Chief Justice French agreed with Gummow, Hayne and Crennan JJ, but wrote a separate opinion. He gave detailed consideration to the link between causation and proof based on epidemiology. He said (at [49]):

"In summary, a finding that a defendant's conduct has increased the risk of injury to the plaintiff must rest upon more than a mere statistical correlation between that kind of conduct and that kind of injury. It requires the existence of a causal connection between the conduct and the injury... As demonstrated by medical evidence in this case... a causal connection may be inferred by somebody expert in the relevant field considering the nature and incidents of the correlation... Where the existence of a causal connection is accepted it can support an inference, in the particular case, when the injury has eventuated, that the defendant's conduct was a cause of the injury."

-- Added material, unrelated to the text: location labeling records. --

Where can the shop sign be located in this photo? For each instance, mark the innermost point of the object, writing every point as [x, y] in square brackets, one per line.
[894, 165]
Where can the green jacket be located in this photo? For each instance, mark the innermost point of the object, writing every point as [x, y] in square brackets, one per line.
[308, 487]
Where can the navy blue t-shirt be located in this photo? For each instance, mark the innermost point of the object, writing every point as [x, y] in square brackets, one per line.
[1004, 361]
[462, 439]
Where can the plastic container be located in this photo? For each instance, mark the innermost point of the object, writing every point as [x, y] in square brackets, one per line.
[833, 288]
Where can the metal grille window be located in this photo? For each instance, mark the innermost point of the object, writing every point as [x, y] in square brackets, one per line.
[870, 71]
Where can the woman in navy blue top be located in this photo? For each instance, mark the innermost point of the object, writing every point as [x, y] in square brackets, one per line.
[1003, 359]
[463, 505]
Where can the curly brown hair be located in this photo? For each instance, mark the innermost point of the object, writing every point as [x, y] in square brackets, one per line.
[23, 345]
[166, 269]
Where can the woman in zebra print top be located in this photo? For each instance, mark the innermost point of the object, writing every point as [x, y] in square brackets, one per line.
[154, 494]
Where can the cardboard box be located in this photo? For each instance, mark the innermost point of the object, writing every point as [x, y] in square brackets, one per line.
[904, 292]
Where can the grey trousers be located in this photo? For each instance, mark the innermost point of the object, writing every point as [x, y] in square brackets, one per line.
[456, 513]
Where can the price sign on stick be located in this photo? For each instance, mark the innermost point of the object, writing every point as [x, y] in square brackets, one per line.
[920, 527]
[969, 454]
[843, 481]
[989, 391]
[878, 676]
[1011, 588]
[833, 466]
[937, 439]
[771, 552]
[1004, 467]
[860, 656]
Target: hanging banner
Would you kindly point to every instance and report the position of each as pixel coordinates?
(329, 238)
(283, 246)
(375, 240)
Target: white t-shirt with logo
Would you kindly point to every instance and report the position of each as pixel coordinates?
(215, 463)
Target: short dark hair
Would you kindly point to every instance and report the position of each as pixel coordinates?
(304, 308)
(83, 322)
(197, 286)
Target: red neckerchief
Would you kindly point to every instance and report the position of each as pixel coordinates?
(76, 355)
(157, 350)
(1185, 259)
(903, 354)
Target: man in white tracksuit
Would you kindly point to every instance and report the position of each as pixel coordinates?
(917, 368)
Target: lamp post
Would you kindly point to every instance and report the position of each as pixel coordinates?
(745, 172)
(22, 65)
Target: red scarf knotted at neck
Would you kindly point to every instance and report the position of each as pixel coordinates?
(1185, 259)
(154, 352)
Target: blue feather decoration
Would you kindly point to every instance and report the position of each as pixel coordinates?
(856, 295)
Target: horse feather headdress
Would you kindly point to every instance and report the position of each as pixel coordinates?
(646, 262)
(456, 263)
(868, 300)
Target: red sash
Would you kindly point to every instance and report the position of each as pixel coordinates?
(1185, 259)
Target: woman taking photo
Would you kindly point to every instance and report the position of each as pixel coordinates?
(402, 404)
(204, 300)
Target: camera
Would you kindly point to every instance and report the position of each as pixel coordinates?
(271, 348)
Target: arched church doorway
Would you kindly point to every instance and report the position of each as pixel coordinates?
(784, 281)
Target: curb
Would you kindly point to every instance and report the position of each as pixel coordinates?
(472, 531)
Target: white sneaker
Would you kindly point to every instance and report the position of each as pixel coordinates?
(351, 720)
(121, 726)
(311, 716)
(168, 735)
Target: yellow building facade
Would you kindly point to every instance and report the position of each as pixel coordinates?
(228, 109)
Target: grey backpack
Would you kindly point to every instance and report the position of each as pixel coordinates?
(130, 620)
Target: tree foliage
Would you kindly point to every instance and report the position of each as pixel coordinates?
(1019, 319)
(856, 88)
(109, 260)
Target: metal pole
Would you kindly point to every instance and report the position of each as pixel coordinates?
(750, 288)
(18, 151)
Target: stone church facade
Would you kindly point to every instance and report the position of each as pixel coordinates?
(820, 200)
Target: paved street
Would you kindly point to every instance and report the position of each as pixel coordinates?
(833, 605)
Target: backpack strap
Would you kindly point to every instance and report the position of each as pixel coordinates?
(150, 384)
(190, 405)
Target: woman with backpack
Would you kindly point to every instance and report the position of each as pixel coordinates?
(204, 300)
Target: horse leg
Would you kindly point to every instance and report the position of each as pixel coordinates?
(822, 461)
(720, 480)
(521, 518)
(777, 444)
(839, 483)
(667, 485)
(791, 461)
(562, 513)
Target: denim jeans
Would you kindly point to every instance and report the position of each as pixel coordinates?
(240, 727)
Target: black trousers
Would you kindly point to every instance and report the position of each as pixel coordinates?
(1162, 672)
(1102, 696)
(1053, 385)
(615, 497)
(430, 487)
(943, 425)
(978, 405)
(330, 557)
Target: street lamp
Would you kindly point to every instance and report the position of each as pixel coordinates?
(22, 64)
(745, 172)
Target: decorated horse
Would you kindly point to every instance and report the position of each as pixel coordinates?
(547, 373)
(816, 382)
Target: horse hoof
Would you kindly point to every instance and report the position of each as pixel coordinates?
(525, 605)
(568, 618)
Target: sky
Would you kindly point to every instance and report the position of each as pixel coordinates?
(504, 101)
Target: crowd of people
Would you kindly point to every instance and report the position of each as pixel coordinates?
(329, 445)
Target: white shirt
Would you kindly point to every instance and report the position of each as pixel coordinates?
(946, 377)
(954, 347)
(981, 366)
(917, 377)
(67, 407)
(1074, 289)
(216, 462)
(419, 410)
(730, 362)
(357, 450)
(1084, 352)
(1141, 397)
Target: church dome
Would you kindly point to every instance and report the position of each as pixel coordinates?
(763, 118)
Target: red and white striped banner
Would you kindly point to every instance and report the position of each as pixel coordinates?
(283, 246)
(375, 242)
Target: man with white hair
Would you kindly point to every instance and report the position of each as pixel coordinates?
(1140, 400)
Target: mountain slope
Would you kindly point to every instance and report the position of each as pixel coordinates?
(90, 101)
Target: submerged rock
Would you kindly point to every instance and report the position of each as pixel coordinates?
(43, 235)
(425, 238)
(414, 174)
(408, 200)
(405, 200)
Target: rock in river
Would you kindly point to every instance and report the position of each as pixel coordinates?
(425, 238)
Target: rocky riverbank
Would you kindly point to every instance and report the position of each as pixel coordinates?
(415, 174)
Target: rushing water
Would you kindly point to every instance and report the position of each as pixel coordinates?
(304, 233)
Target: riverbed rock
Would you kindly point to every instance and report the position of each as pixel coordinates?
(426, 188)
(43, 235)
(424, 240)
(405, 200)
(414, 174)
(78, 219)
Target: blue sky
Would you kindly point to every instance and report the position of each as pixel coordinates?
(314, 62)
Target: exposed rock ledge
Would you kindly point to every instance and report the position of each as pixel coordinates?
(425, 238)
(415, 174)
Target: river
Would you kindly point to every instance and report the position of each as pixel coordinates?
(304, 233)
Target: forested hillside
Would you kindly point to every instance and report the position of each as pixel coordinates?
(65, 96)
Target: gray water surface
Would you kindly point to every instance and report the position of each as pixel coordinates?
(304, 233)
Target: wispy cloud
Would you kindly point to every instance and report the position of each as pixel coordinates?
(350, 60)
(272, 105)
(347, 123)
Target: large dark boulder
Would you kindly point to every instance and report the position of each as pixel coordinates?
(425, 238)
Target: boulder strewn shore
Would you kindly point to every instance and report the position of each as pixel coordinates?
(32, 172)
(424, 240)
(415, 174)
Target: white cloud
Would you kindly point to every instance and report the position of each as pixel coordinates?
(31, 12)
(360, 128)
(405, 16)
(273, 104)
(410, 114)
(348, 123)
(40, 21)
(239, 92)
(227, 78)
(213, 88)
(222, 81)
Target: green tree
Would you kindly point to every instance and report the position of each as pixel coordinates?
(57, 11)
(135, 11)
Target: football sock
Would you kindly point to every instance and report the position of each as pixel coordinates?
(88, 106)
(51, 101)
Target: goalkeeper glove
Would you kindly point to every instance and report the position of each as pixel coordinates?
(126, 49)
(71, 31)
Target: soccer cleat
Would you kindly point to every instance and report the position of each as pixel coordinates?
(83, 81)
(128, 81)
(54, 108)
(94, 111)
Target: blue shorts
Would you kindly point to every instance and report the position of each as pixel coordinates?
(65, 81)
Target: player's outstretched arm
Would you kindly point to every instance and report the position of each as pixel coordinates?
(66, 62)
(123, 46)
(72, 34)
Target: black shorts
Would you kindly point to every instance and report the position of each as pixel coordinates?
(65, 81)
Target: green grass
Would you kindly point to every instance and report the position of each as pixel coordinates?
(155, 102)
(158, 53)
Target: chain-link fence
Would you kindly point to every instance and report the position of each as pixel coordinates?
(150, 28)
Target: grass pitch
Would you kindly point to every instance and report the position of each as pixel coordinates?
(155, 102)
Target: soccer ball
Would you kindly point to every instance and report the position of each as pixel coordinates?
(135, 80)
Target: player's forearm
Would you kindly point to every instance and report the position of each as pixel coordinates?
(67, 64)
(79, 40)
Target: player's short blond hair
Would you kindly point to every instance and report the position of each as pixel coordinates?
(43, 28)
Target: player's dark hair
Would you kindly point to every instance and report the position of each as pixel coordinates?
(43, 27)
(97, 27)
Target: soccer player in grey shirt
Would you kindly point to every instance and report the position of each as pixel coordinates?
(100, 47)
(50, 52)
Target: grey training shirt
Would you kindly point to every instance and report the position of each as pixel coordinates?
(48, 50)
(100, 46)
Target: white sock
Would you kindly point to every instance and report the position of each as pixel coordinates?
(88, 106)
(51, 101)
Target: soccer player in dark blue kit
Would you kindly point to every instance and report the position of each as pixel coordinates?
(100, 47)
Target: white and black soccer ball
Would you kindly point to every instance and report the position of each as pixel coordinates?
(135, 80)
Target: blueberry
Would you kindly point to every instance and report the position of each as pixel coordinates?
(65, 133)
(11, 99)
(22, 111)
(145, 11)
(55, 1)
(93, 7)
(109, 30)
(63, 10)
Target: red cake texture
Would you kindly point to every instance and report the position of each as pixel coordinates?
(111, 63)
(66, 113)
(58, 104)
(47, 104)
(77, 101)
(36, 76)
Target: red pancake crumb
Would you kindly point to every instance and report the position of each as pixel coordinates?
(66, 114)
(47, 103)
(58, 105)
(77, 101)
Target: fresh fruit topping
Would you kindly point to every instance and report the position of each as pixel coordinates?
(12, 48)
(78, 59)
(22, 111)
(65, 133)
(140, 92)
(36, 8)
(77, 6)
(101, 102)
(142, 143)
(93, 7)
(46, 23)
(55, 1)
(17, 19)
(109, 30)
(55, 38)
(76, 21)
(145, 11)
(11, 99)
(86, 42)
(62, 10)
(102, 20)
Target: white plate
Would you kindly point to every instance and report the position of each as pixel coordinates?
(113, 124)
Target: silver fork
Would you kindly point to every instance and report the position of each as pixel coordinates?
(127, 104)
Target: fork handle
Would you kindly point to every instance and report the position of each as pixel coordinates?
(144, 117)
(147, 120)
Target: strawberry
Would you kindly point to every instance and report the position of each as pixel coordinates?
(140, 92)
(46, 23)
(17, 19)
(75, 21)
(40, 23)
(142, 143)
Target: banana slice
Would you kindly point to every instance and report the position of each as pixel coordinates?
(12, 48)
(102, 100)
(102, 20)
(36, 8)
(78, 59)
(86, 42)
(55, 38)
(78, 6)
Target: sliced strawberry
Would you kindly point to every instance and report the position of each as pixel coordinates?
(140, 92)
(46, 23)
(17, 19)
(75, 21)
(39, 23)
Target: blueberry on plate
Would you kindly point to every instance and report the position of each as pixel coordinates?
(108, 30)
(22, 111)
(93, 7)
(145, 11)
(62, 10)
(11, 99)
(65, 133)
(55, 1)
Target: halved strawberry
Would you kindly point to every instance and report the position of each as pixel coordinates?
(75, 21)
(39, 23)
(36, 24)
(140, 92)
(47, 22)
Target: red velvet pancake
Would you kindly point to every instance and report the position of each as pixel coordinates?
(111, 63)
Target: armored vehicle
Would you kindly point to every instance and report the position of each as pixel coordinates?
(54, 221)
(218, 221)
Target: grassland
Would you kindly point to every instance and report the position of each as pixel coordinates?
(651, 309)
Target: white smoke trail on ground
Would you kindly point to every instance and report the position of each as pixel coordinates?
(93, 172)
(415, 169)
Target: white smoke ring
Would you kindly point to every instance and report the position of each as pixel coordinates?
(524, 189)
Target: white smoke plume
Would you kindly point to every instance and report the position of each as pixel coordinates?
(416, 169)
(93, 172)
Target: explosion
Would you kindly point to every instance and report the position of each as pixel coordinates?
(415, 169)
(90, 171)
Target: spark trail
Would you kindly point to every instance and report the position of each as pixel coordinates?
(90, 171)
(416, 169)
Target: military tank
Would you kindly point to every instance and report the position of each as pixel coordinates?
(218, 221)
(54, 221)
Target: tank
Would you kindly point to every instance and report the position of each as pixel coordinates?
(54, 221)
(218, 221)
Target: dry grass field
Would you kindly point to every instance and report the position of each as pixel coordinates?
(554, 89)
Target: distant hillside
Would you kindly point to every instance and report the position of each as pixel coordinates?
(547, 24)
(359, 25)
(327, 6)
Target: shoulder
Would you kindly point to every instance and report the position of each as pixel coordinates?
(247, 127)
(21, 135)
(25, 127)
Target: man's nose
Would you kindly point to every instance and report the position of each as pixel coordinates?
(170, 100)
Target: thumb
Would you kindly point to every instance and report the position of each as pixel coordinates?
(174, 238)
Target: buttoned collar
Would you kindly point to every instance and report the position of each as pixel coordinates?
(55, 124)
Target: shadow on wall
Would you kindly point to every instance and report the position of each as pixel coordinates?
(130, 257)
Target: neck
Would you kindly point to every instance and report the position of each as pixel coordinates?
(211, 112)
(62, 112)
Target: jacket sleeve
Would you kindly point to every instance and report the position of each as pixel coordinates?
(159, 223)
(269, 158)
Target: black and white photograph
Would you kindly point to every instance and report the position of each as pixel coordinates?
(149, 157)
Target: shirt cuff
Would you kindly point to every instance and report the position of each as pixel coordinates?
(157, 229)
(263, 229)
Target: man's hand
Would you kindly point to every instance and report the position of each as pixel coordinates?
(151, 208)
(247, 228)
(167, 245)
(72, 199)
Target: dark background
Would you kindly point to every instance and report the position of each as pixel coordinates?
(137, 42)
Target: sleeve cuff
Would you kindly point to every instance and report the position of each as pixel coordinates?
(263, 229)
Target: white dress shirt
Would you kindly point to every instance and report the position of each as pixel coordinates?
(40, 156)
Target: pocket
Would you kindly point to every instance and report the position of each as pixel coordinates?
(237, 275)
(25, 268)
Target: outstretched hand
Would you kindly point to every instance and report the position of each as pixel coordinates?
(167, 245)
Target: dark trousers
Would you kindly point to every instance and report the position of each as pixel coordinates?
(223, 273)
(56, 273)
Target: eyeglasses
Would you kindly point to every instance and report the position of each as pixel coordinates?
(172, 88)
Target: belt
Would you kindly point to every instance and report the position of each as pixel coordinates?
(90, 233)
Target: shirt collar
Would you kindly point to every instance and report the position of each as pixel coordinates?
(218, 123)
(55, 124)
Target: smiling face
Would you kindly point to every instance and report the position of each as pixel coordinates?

The Chief Justice appears to be saying here that where epidemiology provides statistical support for a correlation between conduct and injury at the population level, and medical science supports factual causation between the same conduct and the same injury at the biological level, an appropriate expert can draw the inference that the particular defendant's conduct caused the particular plaintiff's injury that satisfies the test for legal causation.

Justice Heydon, in dissent, considered that the trial judge had adopted a test of causation based on risk: at [144]. He said that "[e]ach exposure to asbestos increased his risk of developing mesothelioma. it does not follow that each exposure caused the mesothelioma": at [139].

Implications

Mr Booth was awarded damages of $326,640 at first instance in the DDT, against Amaca and Amaba. The result of the High court decision is that Mr Booth's judgment stands.

More broadly, however, this is a significant result for plaintiffs in mesothelioma cases, and certainly puts them in a better position than plaintiffs that seek damages for asbestos-induced lung cancer who have a history of smoking. It will make it easier to succeed against multiple defendants, as it can no longer be contended that a plaintiff must prove which defendant's negligent conduct was the cause of the mesothelioma.

In the DDT, in particular, it means that Judge Curtis' finding that "all exposures to chrysotile asbestos, other than trivial or de minimis exposure, occurring in a latency period of between 25 and 56 years, materially contributes to the cause of mesothelioma" stands for the purposes of section 25B of the Dust Diseases Tribunal Act 1989 (NSW), which means that this issue may not be re-litigated without leave of the tribunal. This eases the burden of proof on future claimants in a similar position to Mr Booth.

The content of this article is intended to provide a general guide to the subject matter. Specialist advice should be sought about your specific circumstances.